Uh, she does sound a drip. I have a copy of Vanity Fair sitting at the bottom of my to-be-read pile where it has started decorating and paying a mortgage. I'm always meaning to read it. I can't say this makes it any more likely...

The hero has a housekeeper reminds the heroine of Mrs. Tiggywinkle (Tiggy-Winkle). Wiki to the rescue!:

The story of Mrs. Tiggy-Winkle had its origin in Kitty MacDonald, a Scottish washerwoman the Potters employed over the course of eleven summers at Dalguise House on the River Tay in Perthshire. Potter was 26 when, in 1892, she visited MacDonald while staying at Heath Park, Birnam. She wrote in her journal: "Went out with the pony ... to see Kitty MacDonald, our old washerwoman ... Kitty is eighty-three but waken, and delightfully merry ... She is a comical, round little woman, as brown as a berry and wears a multitude of petticoats and a mutch. Her memory goes back for seventy years, and I really believe she is prepared to enumerate the articles of her first wash in the year '71."

Friday, November 19, 2010

Toad in the Hole II

A couple of days ago I made Toad in the Hole. It opened to mixed reviews. I could tell it had real potential, so I reworked the script...I mean recipe. The basic recipe this time around is the same...but I added some catchy musical numbers...er...stuff to the batter (I had complained that it was bland and a bit soggy). After discussing it with Betty Sherri, who has had actual experience with toad-in-the-hole, I came up with a few things to add in that I hoped would enhance it.

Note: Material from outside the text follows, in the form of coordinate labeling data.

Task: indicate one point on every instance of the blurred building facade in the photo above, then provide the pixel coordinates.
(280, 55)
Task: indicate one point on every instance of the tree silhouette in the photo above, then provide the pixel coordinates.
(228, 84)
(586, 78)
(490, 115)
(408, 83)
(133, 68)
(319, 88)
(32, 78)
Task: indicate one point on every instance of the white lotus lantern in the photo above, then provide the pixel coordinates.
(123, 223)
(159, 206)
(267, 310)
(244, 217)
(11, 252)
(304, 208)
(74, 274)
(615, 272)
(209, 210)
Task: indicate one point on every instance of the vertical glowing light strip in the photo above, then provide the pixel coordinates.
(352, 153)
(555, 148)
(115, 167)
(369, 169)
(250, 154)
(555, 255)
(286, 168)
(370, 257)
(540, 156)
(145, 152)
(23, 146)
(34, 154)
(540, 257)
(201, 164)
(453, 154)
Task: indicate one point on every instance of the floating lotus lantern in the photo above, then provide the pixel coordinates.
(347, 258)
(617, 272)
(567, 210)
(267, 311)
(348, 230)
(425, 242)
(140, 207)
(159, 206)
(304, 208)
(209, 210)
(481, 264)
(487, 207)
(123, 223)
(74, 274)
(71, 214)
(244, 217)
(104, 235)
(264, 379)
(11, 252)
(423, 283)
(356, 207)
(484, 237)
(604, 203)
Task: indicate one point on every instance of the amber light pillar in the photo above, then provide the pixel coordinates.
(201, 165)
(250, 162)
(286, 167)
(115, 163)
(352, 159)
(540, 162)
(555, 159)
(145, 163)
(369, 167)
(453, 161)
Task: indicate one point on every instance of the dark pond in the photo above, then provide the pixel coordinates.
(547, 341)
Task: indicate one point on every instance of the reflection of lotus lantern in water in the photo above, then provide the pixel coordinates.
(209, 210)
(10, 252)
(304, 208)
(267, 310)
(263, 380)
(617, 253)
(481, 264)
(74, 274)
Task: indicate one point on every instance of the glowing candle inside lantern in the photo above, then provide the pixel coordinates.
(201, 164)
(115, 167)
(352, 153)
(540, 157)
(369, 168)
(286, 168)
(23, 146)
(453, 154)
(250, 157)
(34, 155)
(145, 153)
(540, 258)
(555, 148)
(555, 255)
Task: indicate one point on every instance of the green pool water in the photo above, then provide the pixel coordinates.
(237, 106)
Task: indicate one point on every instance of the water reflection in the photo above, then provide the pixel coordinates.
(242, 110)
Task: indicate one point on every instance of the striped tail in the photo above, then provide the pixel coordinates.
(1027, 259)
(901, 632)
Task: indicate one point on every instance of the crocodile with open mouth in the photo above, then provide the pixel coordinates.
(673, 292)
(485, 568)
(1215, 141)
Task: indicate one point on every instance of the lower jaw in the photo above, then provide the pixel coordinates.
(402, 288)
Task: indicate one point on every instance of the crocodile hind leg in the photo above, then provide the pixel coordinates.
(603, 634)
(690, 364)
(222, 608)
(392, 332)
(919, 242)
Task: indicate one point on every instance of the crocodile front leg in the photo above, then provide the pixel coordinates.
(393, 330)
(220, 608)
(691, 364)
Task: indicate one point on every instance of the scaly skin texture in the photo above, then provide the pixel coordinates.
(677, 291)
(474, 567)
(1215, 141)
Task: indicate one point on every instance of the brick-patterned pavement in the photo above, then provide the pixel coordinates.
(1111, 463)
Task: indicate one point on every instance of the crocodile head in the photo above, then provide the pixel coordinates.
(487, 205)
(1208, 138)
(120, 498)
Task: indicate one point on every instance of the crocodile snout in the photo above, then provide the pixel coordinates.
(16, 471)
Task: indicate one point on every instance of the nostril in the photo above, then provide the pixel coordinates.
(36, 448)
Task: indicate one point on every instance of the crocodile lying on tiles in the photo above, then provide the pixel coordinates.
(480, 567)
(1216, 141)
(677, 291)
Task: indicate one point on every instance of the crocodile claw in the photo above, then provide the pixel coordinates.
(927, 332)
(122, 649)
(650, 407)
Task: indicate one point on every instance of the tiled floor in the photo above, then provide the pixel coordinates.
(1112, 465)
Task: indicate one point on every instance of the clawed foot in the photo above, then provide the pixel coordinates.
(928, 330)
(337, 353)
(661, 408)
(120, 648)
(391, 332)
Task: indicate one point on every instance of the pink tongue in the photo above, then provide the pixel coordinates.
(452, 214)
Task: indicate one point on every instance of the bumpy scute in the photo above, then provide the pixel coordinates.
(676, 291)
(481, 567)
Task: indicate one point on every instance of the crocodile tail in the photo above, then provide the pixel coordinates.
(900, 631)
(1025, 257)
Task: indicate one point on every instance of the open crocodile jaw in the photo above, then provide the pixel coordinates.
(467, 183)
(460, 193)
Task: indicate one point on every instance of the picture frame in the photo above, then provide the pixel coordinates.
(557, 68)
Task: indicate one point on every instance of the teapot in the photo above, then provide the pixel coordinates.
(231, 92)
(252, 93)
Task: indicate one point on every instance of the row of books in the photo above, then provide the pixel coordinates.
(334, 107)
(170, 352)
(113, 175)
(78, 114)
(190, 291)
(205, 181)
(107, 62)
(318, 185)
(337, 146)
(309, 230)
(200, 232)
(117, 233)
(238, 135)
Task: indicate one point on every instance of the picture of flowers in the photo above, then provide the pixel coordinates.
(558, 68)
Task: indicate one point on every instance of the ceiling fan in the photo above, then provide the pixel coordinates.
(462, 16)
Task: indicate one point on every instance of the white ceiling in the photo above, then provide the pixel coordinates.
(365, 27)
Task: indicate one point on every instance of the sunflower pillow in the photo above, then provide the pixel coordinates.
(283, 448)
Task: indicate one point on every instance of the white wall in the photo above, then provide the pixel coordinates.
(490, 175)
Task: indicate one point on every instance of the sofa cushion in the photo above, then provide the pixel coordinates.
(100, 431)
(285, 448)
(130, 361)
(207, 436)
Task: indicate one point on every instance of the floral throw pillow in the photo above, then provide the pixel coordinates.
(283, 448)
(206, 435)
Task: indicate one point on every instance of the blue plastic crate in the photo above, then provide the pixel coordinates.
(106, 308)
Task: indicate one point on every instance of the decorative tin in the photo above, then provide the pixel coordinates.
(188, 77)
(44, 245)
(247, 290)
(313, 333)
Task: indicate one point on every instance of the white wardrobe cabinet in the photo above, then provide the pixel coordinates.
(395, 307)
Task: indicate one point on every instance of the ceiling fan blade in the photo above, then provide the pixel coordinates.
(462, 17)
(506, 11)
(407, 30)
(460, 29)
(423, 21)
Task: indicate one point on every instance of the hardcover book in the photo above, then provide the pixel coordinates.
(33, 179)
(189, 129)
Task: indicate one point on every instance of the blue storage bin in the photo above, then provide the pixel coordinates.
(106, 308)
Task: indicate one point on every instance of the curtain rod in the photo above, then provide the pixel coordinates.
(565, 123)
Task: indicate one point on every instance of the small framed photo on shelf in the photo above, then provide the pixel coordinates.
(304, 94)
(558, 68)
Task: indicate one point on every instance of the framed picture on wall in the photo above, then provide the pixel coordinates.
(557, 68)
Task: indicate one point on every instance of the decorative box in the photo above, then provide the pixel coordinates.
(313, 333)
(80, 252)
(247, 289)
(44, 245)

1 small baked potato, grated and seasoned slightly with salt and pepper
about 1/2 a cup of grated sharp cheddar
fresh thyme - just a little bit
fresh rosemary - just a little bit
1 clove crushed garlic

I don't usually have fresh thyme or rosemary, but since I did, I used it (I don't think my Thanksgiving turkey will miss the small amount I took).

Verdict: Much better flavor, but still a bit soggy in the middle. I would like to ask our Readers for any suggestions to counteract the sogginess. I tried cooking it a little longer this time - and it was darker and crispier on the outside...just not in the middle.

Anyone?

Cinema Betty

I know that most of you will take issue with me over my attitude in regards to Fabian (and not just his name) in Winter of Change. I really thought that for the first half he ought to be tossed off a parapet or something. It is for this reason, and for Cousin Mervyn trying to marry Mary Jane for her money that I recommend:
Suspicion (1941)
Now that we've sorted out the formalities--the will and the wedding-- how's about you have a nice glass of milk?

Where to begin? Cary Grant plays Johnnie (a sort of Fabian/Mervyn swamp thing) and woos a shy English girl--Joan Fontaine (rhymes with Mary Jane). He sees her on a horse (that is not sent off to the vet for wildness and a rolling eye) and asks for her hand. After their marriage, death follows Johnnie (just like Grandpa and Uncle but with more of a manslaughter angle), some really slippery bed linen is bought (seriously, she deserved what she got for putting Cary Grant in that ridiculous bedroom suite), and some old furniture is put in hock.
Like Winter of Change, Suspicion is a movie that could have been great but wasn't and it is more than likely that the hero will poison her in the end.

The Fateful Bargain. Let's see...Petulant invalid who needs to relearn how to walk?:

Heidi (1937)
I'm a bit of a Shirley Temple fan. Sure, you might say that her curls are impossibly perfect but it's hard to argue with an eight year old that can carry a blockbuster on her two precocious feet. Can you name many full-grown stars today who could pull off the triple threat of singing, dancing and acting?